Part of this erosion of community has been the rise of technology – or perhaps we’ve turned to online communities to fill the gap. Many of my relatives in India still don’t have iPhones or constant wireless connections; some of them don’t even have internet. But they don’t exactly need it. In the U.S., lacking a strong sense of community in real life, we turn to Twitter, Facebook, and the social web to form our own groups of people with similar interests and passions.

As Shelly Turkle mentioned in her TED Talk “Connected, but Alone,”

A 50-year-old business man lamented to me that he feels he doesn’t have colleagues anymore at work. When he goes to work, he doesn’t stop by to talk to anybody, he doesn’t call. And he says he doesn’t want to interrupt his colleagues because, he says, “They’re too busy on their email.” But then he stops himself and he says, “You know, I’m not telling you the truth. I’m the one who doesn’t want to be interrupted. I think I should want to, but actually I’d rather just do things on my Blackberry.”

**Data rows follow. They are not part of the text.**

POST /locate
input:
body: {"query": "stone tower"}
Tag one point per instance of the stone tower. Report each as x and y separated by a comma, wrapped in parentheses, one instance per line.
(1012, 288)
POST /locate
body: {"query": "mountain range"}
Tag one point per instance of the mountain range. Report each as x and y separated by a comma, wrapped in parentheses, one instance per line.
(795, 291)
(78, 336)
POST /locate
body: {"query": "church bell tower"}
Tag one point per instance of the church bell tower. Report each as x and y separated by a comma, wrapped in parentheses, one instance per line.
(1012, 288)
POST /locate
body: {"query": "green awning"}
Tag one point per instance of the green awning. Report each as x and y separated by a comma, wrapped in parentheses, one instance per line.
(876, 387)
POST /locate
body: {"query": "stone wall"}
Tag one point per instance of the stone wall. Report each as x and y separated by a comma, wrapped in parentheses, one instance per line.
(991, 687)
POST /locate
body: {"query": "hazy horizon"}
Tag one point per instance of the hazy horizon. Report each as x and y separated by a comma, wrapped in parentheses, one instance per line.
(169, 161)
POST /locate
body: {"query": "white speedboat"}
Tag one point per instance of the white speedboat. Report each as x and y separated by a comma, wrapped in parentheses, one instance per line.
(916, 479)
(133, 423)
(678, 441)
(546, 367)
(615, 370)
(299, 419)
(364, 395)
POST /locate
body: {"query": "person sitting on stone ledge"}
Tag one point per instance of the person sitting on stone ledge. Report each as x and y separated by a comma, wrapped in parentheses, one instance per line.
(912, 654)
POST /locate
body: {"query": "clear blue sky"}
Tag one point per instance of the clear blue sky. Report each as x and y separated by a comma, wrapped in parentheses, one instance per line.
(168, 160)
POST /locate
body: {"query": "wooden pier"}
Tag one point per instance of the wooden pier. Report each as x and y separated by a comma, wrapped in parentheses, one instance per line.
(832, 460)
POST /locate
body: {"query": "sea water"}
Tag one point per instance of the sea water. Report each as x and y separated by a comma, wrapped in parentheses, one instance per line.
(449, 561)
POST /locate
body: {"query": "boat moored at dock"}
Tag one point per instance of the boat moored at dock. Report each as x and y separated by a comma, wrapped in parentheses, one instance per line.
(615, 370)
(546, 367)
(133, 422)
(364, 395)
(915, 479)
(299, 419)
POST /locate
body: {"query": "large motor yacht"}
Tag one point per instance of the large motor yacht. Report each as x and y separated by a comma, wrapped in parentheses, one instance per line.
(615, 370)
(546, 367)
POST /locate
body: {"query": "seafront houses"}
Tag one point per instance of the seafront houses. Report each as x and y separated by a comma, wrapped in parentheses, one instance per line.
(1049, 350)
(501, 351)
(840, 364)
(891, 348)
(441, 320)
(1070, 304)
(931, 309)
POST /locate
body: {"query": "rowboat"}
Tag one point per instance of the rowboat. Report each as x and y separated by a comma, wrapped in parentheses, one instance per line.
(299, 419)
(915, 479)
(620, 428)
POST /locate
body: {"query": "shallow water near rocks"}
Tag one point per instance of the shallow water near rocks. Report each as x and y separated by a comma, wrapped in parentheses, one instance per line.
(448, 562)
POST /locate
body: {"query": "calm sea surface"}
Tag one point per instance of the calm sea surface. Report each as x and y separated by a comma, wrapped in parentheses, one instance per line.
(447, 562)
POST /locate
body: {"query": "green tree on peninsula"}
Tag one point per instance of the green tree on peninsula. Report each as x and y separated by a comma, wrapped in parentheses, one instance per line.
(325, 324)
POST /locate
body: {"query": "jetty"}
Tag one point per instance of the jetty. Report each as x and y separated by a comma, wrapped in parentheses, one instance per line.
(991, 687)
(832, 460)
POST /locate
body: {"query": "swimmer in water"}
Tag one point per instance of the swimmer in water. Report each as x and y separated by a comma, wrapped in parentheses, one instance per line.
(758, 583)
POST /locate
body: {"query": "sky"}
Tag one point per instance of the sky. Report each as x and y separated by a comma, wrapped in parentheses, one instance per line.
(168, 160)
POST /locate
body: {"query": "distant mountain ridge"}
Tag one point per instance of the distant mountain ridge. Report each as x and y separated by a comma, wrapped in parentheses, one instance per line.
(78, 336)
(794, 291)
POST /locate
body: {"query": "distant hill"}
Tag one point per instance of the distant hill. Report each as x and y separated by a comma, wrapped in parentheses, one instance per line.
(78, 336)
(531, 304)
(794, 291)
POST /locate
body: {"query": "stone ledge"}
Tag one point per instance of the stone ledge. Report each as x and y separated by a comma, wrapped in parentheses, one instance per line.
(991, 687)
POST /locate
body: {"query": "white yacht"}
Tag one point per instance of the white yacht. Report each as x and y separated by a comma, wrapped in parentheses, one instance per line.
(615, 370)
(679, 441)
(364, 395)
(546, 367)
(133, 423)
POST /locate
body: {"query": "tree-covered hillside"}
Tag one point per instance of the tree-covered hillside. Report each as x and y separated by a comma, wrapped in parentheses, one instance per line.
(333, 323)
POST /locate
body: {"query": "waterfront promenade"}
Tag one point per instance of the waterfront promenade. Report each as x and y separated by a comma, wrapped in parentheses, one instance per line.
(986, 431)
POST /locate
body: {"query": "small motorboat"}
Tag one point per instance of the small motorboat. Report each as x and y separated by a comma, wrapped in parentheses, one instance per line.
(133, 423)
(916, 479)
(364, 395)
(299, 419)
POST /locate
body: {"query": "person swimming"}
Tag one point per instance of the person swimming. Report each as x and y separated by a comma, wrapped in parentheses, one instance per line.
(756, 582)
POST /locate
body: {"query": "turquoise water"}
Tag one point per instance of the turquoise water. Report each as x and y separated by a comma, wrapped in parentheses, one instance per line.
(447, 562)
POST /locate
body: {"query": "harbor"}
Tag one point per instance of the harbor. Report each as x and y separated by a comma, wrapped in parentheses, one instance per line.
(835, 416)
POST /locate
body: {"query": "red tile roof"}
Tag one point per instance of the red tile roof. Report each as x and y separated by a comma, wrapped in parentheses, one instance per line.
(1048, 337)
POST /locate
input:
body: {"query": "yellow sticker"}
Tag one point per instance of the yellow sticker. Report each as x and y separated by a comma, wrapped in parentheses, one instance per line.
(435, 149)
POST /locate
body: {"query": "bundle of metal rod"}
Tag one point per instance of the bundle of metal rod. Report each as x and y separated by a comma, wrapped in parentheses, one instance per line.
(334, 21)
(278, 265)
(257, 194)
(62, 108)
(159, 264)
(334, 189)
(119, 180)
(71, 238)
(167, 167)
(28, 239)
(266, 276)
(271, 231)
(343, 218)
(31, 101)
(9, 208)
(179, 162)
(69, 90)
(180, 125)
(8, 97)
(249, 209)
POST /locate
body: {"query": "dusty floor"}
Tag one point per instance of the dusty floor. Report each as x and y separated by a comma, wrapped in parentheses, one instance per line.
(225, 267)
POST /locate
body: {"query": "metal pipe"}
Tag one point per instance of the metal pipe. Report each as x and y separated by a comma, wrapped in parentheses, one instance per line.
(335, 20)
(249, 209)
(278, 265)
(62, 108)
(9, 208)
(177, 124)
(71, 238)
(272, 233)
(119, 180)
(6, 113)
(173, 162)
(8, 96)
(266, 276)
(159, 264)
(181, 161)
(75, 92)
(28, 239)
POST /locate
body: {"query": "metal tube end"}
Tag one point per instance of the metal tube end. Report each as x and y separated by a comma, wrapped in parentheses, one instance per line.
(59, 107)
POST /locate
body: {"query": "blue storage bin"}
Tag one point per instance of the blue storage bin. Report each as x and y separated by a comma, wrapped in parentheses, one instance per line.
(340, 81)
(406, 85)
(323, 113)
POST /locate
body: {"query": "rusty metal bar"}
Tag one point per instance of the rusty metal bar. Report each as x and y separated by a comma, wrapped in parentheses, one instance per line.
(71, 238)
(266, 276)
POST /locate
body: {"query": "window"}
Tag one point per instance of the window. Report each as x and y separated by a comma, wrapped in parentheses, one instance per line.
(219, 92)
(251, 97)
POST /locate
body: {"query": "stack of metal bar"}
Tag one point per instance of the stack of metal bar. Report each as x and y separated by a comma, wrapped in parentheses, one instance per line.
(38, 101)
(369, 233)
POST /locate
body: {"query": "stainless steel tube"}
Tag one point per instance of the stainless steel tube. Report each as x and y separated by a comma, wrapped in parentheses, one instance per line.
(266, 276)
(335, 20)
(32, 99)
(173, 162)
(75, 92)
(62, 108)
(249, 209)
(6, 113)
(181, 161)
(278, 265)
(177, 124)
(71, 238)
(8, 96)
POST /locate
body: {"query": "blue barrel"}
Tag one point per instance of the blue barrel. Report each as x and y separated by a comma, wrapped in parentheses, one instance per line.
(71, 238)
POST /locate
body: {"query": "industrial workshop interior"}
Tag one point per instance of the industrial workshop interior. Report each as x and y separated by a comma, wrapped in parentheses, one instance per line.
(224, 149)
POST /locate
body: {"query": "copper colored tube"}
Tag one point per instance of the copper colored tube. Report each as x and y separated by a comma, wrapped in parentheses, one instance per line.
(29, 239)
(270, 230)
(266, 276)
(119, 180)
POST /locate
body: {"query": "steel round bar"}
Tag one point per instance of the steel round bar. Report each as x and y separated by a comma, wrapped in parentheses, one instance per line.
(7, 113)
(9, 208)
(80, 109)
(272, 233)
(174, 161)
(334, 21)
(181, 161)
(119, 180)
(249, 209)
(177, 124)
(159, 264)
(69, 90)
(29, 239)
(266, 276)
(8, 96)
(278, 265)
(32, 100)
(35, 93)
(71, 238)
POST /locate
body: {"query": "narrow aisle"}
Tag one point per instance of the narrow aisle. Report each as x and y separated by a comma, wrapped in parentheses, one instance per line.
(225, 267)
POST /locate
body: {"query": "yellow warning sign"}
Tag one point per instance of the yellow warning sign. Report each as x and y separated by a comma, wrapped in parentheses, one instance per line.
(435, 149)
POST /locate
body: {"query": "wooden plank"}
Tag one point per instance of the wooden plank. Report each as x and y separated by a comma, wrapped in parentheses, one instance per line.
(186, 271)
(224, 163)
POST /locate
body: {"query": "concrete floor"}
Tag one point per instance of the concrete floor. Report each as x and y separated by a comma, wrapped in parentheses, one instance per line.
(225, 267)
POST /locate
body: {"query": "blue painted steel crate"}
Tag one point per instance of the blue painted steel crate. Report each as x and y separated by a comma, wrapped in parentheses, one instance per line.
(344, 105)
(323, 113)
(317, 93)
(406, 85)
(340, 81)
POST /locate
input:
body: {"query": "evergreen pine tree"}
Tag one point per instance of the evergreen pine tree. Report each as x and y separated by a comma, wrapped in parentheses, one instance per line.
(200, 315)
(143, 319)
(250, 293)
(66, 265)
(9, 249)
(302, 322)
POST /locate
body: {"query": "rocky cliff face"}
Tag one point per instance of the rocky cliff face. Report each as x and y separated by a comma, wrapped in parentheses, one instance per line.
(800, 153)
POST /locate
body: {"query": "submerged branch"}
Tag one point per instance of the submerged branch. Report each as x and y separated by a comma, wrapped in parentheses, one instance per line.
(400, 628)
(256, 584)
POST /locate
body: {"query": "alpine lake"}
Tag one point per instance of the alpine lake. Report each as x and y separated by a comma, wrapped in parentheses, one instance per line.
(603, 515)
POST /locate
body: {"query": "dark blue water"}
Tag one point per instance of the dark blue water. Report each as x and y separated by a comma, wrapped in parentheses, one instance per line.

In his renowned work “Bowling Alone: America’s Declining Social Capital,” Robert Putnam expresses alarm and concern about the long-term decline in social capital since the 1960s. Technology – from TV and radio to now, the Internet – has increasingly disconnected people from civic life and community groups. Putnam’s observations sadly ring true almost two decades later, accompanied by an even greater intensification of retreat into the virtual world.

Every time I return to India, I’m forced to unplug a bit and remember the value of human connection in creating meaningful relationships, forming supportive communities, and even encouraging social movements, civic life, and public participation that are so essential to democracy and social justice work. At the end of the day, immersing myself in India always reminds me to live in the moment, embrace the present, and step back from this online world to live, and love, the real one.